Get the world’s most interesting discoveries provided directly to your inbox.

“We made a 3D model and then went back to the coast and found the spot the boulder could have come from, on a cliff over 30 metres above the sea level,” Köhler stated.

Based upon dating techniques including isotopes present in the rock, Köhler and coworkers think that the stone was most likely cleaned to its existing area a minimum of 6,891 years back, plus or minus 97 years. This date lines up with proof of a big tsunami that struck on New Zealand’s North Island– around 1,300 miles (2,000 kilometers) south west of Tonga– in between 7,240 and 6,940 years earlier.
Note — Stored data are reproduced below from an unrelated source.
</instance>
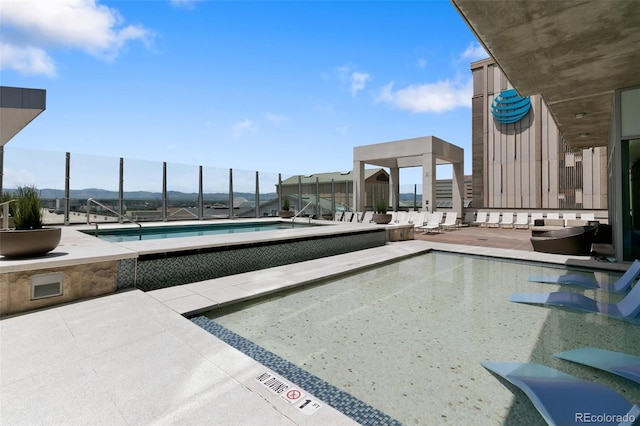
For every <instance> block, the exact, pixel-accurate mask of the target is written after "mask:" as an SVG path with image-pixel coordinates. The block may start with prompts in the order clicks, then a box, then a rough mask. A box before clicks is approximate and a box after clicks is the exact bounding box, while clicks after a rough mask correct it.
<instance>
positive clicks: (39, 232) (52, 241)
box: [0, 228, 62, 257]
mask: <svg viewBox="0 0 640 426" xmlns="http://www.w3.org/2000/svg"><path fill="white" fill-rule="evenodd" d="M61 232H62V230H61V229H60V228H42V229H11V230H6V231H5V230H3V231H0V255H2V256H5V257H35V256H42V255H44V254H47V253H49V252H50V251H51V250H53V249H55V248H56V247H58V244H60V236H61Z"/></svg>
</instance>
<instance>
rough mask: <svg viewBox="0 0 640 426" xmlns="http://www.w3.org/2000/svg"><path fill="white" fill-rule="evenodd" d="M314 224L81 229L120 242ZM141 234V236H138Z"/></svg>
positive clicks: (255, 222) (279, 224) (220, 225)
mask: <svg viewBox="0 0 640 426" xmlns="http://www.w3.org/2000/svg"><path fill="white" fill-rule="evenodd" d="M311 226H316V225H314V224H313V223H311V224H309V223H303V222H295V223H294V222H273V221H269V222H259V221H254V222H238V223H229V222H225V223H207V224H199V225H163V226H143V227H142V228H141V229H139V228H137V227H134V228H132V227H126V228H115V229H113V228H112V229H99V230H98V232H97V235H96V231H95V230H85V231H82V232H84V233H86V234H89V235H94V236H97V237H98V238H100V239H103V240H106V241H109V242H112V243H121V242H125V241H138V240H140V239H142V240H157V239H167V238H180V237H200V236H204V235H222V234H237V233H245V232H261V231H275V230H281V229H292V228H306V227H311ZM141 235H142V238H140V236H141Z"/></svg>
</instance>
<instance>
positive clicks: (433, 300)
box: [207, 252, 640, 425]
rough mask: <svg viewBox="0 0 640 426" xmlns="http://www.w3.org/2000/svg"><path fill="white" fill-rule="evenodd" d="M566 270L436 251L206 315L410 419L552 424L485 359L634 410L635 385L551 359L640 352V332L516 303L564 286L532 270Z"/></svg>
mask: <svg viewBox="0 0 640 426" xmlns="http://www.w3.org/2000/svg"><path fill="white" fill-rule="evenodd" d="M564 272H566V270H562V269H557V268H552V267H545V266H540V265H536V264H519V263H514V262H506V261H495V260H489V259H485V258H478V257H469V256H459V255H452V254H444V253H436V252H434V253H429V254H425V255H420V256H416V257H412V258H408V259H405V260H402V261H399V262H396V263H392V264H388V265H384V266H381V267H378V268H375V269H371V270H366V271H364V272H360V273H358V274H354V275H349V276H346V277H344V278H339V279H334V280H331V281H327V282H326V283H322V284H321V285H315V286H312V287H306V288H304V289H302V290H298V291H290V292H287V293H282V294H278V295H275V296H272V297H270V298H268V299H262V300H259V301H253V302H246V303H244V304H241V305H237V306H236V305H234V306H230V307H227V308H223V309H218V310H215V311H212V312H210V313H208V314H207V316H208V317H209V318H211V319H212V320H213V321H214V322H216V323H218V324H221V325H222V326H223V327H225V328H227V329H229V330H231V331H232V332H234V333H237V334H238V335H240V336H242V337H244V338H246V339H248V340H250V341H252V342H254V343H255V344H257V345H259V346H260V347H262V348H264V349H266V350H268V351H271V352H273V353H275V354H276V355H278V356H280V357H282V358H284V359H286V360H288V361H289V362H291V363H293V364H295V365H296V366H298V367H300V368H302V369H304V370H305V371H308V372H309V373H311V374H313V375H315V376H317V377H319V378H321V379H322V380H324V381H326V382H328V383H330V384H332V385H334V386H336V387H338V388H339V389H341V390H342V391H344V392H347V393H349V394H350V395H352V396H354V397H356V398H358V399H360V400H361V401H363V402H365V403H367V404H369V405H371V406H373V407H375V408H376V409H378V410H380V411H382V412H384V413H386V414H388V415H389V416H391V417H392V418H394V419H397V420H399V421H400V422H402V423H404V424H529V425H533V424H544V421H543V420H542V417H541V416H540V415H539V414H538V413H537V411H536V410H535V409H534V408H533V406H532V405H531V403H530V402H529V400H528V399H527V398H526V397H525V396H524V395H523V394H522V392H519V391H517V390H514V391H512V390H511V389H510V388H508V387H505V386H504V384H503V383H502V382H501V381H500V380H498V379H497V378H496V377H494V376H493V375H492V374H491V373H489V372H488V371H487V370H485V369H484V368H483V367H482V366H481V365H480V362H482V361H521V362H538V363H541V364H545V365H548V366H550V367H553V368H557V369H559V370H561V371H564V372H566V373H569V374H572V375H575V376H578V377H581V378H584V379H587V380H594V381H599V382H601V383H603V384H605V385H607V386H610V387H612V388H613V389H614V390H616V391H617V392H619V393H621V394H622V395H624V396H625V398H627V399H628V400H629V401H631V402H636V403H637V402H638V401H640V386H638V385H637V384H634V383H633V382H630V381H627V380H625V379H621V378H617V377H615V376H612V375H610V374H607V373H603V372H600V371H598V370H595V369H591V368H588V367H584V366H580V365H577V364H573V363H570V362H567V361H562V360H559V359H557V358H555V357H554V356H553V354H554V353H556V352H560V351H564V350H569V349H575V348H579V347H585V346H595V347H601V348H606V349H610V350H615V351H621V352H626V353H630V354H635V355H640V345H639V344H638V342H640V326H638V325H633V324H630V323H627V322H623V321H619V320H614V319H610V318H607V317H604V316H600V315H595V314H584V313H579V312H575V311H568V310H562V309H550V308H544V307H540V306H530V305H522V304H515V303H510V302H509V296H510V294H511V293H512V292H514V291H532V292H549V291H556V290H558V289H560V287H559V286H557V285H548V284H538V283H530V282H528V281H527V277H528V276H529V275H558V274H562V273H564ZM618 276H619V275H616V274H611V275H610V274H607V273H597V274H596V278H597V279H599V280H609V281H612V280H615V279H616V278H617V277H618ZM564 289H565V290H566V289H568V288H567V287H565V288H564ZM571 290H572V291H576V292H580V293H582V294H585V295H586V296H589V297H597V298H599V299H600V300H605V301H608V302H617V301H618V300H619V298H620V296H619V295H610V294H608V293H604V292H596V291H595V290H580V289H577V288H571ZM298 385H299V386H301V387H304V384H301V383H298Z"/></svg>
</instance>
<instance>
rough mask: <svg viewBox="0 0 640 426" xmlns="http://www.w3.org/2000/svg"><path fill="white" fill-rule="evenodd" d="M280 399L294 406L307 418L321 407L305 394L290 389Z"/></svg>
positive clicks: (312, 399) (301, 392)
mask: <svg viewBox="0 0 640 426" xmlns="http://www.w3.org/2000/svg"><path fill="white" fill-rule="evenodd" d="M281 397H282V398H283V399H285V400H287V401H289V402H290V403H292V404H296V408H297V409H298V410H300V411H302V412H303V413H304V414H306V415H308V416H310V415H311V414H313V413H315V412H316V411H318V409H319V408H320V407H321V406H322V405H321V404H320V403H319V402H318V401H316V400H314V399H311V398H307V397H306V396H305V394H304V393H302V391H301V390H300V389H297V388H292V389H290V390H289V391H287V392H285V393H284V394H283V395H282V396H281Z"/></svg>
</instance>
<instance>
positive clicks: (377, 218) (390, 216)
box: [371, 213, 391, 225]
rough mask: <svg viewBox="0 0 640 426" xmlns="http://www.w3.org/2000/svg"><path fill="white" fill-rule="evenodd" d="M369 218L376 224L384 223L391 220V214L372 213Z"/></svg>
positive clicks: (390, 221) (385, 222)
mask: <svg viewBox="0 0 640 426" xmlns="http://www.w3.org/2000/svg"><path fill="white" fill-rule="evenodd" d="M371 220H373V221H374V222H375V223H377V224H378V225H386V224H387V223H389V222H391V215H390V214H386V213H384V214H382V213H374V214H373V217H372V218H371Z"/></svg>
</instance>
The Maka Lahi stone might have moved since the wave’s arrival accompanied an earthquake– a “coseismic” occasion. “It is possible that the earthquake not only generated a tsunami that inundated the North Island of New Zealand but also triggered a coseismic landslide, which in turn produced a separate tsunami that deposited Maka Lahi,” the scientists composed in the paper.

The islands of Tonga lie in the South Pacific Ocean, an area that is exceptionally vulnerable to tsunamis due to being surrounded by tectonic plate limits referred to as the “Ring of Fire.”

Subduction zones– where one plate is required under another– or big undersea volcanic eruptions can create effective undersea earthquakes that can activate tsunamis. The Tongan islands lie near the Tonga Trench, where the Pacific Plate is being subducted underneath the Indo-Australian Plate, making it particularly susceptible to tsunamis.

In 2022, Tongatapu was struck by a 62.3 feet (19 m) tsunami activated by the eruption of the Hunga Tonga– Hunga volcano, with water reaching as far as 0.62 miles (1 km) inland.

“Tonga’s most recent tsunami in 2022 killed 6 people and caused a lot of damage,” Annie Laua seaside geomorphologist at the University of Queensland, stated in the declaration.

The scientists hope that this discovery of how far such a big stone was moved by a wave might assist Tonga and surrounding South Pacific countries get ready for big tsunamis.

“Understanding past extreme events is critical for hazard preparation and risk assessment now and in the future,” Lau stated. “The analysis strengthens our understanding of wave transportation of rocks to improve coastal-hazard assessments in tsunami-prone regions around the world.”

Jess Thomson is an independent reporter. She formerly worked as a science press reporter for Newsweek, and has actually likewise composed for publications consisting of VICE, The Guardian, The Cut, and Inverse. Jess holds a Biological Sciences degree from the University of Oxford, where she specialised in animal habits and ecology.

Find out more

As an Amazon Associate I earn from qualifying purchases.